Matahari telah bergeser sedikit melampaui porosnya. Terberkas bayang-bayang tegak lurus dari julangan tiang-tiang berkepala burung rangkong di pelataran lapang merah. Rumah Radakng, demikianlah orang Dayak Kanayatn menyebutnya, dibangun masif di jantung kota Pontianak sebagai duplikat akan sebuah kampung Dayak modern.
Tidak selayaknya apabila rumah itu disebut sebagai miniatur, pasalnya panjang Rumah Radakng yang menaungi Jalan Sutan Syahrir ini mencapai 138 meter. Bahkan beberapa sumber mengklaimnya sebagai rumah adat terbesar di dunia.
Di dalam kultur Dayak, Rumah Radakng memang tidak digunakan untuk menampung satu keluarga saja layaknya rumah-rumah di kebanyakan kultur dunia, melainkan satu kampung. Dengan kata lain, Rumah Radakng ini lebih mirip sebuah apartemen tradisional daripada sebuah rumah tradisional. Setiap rumah dapat menampung hingga lima puluh keluarga yang terikat oleh hubungan suku.
Apabila di dalam wujud aslinya rumah ini dibangun dengan menggunakan kayu ulin, Rumah Radakng modern kepunyaan provinsi Kalimantan Barat ini dibangun dengan beton dan semen layaknya bangunan modern. Fungsinya pun tidak lagi untuk menampung keluarga-keluarga Dayak, melainkan lebih sebagai gedung pertemuan dan pertunjukan yang mewadahi aktivitas budaya etnis Dayak.

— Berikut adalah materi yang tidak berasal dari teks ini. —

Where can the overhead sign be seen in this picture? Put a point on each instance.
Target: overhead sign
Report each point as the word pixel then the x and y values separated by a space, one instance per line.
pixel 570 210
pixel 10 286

Connie dan saya berjalan ringan menyusuri kolong rumah yang teduh. Tidak nampak seorang pun penjaga di sana pada siang itu, meskipun terdapat sebuah meja dan buku tamu. Saya pun mengambil pulpen dan membubuhkan komentar di salah satu kolomnya.
“Hari ini kita sudah lihat cukup banyak Pontianak,” kata Connie, “Berikutnya kita masih ada kesempatan menjelajah sisi utara Sungai Kapuas, siapa tahu ada yang menarik di sana.”